Chest X-rays used in the COVID-Net study show differing infection extent and opacity in the lungs of COVID-19 patients. Image courtesy of University of Waterloo
June 3, 2021 — Artificial intelligence (AI) technology developed by researchers at the University of Waterloo is capable of assessing the severity of COVID-19 cases with a promising degree of accuracy.
A study, which is part of the COVID-Net open-source initiative launched more than a year ago, involved researchers from Waterloo and spin-off start-up company DarwinAI, as well as radiologists at the Stony Brook School of Medicine and the Montefiore Medical Center in New York.
Deep-learning AI was trained to analyze the extent and opacity of infection in the lungs of COVID-19 patients based on chest X-rays.
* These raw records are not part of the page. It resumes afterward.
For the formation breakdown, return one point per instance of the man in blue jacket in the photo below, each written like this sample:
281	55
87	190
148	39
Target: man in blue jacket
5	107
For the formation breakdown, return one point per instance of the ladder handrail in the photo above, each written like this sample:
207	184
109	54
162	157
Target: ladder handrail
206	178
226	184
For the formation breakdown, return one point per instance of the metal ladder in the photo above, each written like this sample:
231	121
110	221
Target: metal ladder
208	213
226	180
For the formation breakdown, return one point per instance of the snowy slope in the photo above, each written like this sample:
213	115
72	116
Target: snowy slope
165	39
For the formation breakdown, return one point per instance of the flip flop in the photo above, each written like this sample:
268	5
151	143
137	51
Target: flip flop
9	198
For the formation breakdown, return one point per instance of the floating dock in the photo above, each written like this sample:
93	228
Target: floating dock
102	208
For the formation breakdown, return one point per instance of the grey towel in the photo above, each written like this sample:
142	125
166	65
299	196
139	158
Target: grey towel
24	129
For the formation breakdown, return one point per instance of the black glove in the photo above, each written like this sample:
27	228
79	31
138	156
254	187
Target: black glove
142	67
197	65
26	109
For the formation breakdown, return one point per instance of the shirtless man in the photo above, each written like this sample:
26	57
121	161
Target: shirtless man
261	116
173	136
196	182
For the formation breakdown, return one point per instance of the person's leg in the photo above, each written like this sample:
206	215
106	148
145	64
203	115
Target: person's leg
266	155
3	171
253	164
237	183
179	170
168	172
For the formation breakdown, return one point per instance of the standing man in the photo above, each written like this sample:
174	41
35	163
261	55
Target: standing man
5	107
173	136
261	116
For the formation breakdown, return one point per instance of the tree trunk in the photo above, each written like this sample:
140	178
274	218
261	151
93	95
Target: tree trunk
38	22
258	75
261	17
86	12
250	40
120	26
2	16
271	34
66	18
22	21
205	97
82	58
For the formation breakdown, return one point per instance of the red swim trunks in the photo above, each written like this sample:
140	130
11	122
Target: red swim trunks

Its scores were then compared to assessments of the same x-rays by expert radiologists.
For both extent and opacity, important indicators of the severity of infections, predictions made by the AI software were in good alignment with scores provided by the human experts.
Alexander Wong, a systems design engineering professor and co-founder of DarwinAI, said the technology could give doctors an important tool to help them manage cases.
"Assessing the severity of a patient with COVID-19 is a critical step in the clinical workflow for determining the best course of action for treatment and care, be it admitting the patient to ICU, giving a patient oxygen therapy, or putting a patient on a mechanical ventilator," Wong said.
"The promising results in this study show that artificial intelligence has a strong potential to be an effective tool for supporting frontline healthcare workers in their decisions and improving clinical efficiency, which is especially important given how much stress the ongoing pandemic has placed on healthcare systems around the world."
A paper on the research, Towards computer-aided severity assessment via deep neural networks for geographic and opacity extent scoring of SARS-CoV-2 chest X-rays, appears in the journal Scientific Reports.